Thanks guys I got it figured out. I didnt realize the bail needed to be open for it to work. Now hopefully I can get out this year and hook into some nice wiskers!


----------



## ducky152000

if your using the clicker there is no need to prop your rod up on a stick. Doing that makes it harder for the cats to pull out the clicker. just lay your rod down on the ground with the reel up so it dont engage. just a helpful hint for someone who has never used reels with clickers.


----------



## Randy101

If your going to lay your rod on the ground and open the bail to use the clicker make sure you don't lay your rod down in a way that if it gets bumped or something, the handle could turn and engage the reel, if that happens and your not close to your pole and you get a run the fish will drag it in.

I have seen it happen before...... Just a heads up.


----------



## ducky152000

> I have seen it happen before...... Just a heads up.


If u seen it happen before the people catfishin must of had the reel handle on the ground because ive never had a proplem with that as long as the reel handle is up. I used to have alot of 6000s and 6500s and never once had that happen to me. I guess it could happen to carelessness people but people like that dont last long flathead fishin. just my .2


----------



## Randy101

ducky152000 said:


> If u seen it happen before the people catfishin must of had the reel handle on the ground because ive never had a proplem with that as long as the reel handle is up. I used to have alot of 6000s and 6500s and never once had that happen to me. I guess it could happen to carelessness people but people like that dont last long flathead fishin. just my .2


It would be my guess that he is new to baitcasters and I was just giving him something else to think about when laying the pole down on the ground.
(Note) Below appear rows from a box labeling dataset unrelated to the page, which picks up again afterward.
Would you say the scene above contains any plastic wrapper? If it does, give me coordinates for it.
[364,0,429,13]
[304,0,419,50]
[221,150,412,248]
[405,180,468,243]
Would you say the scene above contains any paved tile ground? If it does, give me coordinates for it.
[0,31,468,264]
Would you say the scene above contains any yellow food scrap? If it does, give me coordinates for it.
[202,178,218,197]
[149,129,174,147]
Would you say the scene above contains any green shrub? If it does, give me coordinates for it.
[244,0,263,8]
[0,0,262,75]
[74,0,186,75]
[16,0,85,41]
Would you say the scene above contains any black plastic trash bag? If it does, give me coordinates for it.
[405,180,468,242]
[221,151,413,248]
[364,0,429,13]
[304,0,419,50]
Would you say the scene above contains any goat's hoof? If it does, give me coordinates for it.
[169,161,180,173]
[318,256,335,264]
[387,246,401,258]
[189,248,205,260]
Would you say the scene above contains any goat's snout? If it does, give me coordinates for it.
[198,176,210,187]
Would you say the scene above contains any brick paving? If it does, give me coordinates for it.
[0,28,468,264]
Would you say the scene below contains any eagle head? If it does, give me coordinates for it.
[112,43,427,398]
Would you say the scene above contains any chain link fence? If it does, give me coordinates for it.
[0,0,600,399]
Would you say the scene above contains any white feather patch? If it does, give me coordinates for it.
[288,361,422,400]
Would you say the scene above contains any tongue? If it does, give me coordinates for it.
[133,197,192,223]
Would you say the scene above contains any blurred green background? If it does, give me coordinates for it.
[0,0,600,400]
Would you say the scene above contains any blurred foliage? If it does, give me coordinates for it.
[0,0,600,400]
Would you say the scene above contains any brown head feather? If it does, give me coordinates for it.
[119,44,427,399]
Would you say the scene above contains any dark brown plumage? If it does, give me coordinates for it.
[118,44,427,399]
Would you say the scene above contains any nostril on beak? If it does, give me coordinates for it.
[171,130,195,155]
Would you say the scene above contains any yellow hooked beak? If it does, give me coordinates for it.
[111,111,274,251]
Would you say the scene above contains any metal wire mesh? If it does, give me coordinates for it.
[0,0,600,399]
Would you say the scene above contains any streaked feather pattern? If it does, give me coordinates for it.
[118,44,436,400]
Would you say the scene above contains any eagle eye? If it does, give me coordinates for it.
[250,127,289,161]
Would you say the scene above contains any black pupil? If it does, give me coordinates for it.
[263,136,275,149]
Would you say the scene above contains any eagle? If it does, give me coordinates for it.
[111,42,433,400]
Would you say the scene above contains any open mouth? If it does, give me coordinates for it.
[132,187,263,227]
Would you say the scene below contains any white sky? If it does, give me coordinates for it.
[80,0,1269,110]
I personally would use a type of rod holder that keeps the whole rod (and reel) off the ground, especially at a river bank. I can't stand dirt, mud and sand on and in my gear.


----------



## Randy101

ducky152000, At least you edited your post to include some valuable information.


----------



## tornwaders

Who said anything about propping it up on a stick? I hold my rod.


----------



## catfish_hunter

Randy101 said:


> It would be my guess that he is new to baitcasters and I was just giving him something else to think about when laying the pole down on the ground.
> 
> I personally would use a type of rod holder that keeps the whole rod (and reel) off the ground, especially at a river bank. I can't stand dirt, mud and sand on and in my gear.


If your into rod holders get ahold of Driftmaster, they have some really nice bank rod holders but you have to email or call them...I too hate having my rods and reels get really dirty and there are some places I fish that there is sand and you definately dont want that getting in your reels! There are certain places especially at the lakes that I dont use rod holders though, just lay my rods on the ground...Like Ducky had said before, just make sure to put the reel handles up...Another thing, IMO I wouldnt use the BCX reel I dont like them, I would go with a 6500 C3 they are a little heavier, and IMO have a better clicker...


----------



## ducky152000

when there is sand and dirt i use pieces of tarp 2 feet wide and 4 feet long to lay em on. keeps ur reels clean and when it rains u dont get any sand in it from rain drops. I can see using rod holders on the river to keep more of your line out of the water which creates less drag but i still dont use em when i do fish the river i usualy set up on spots on the river that is far from where i park so the less stuff the better. I know there is time for rod holders but i think its rare.


----------



## catfish_hunter

Tarp...hmmmm....Thats alot less weight than rod holders!  Thats a good idea ducky!


----------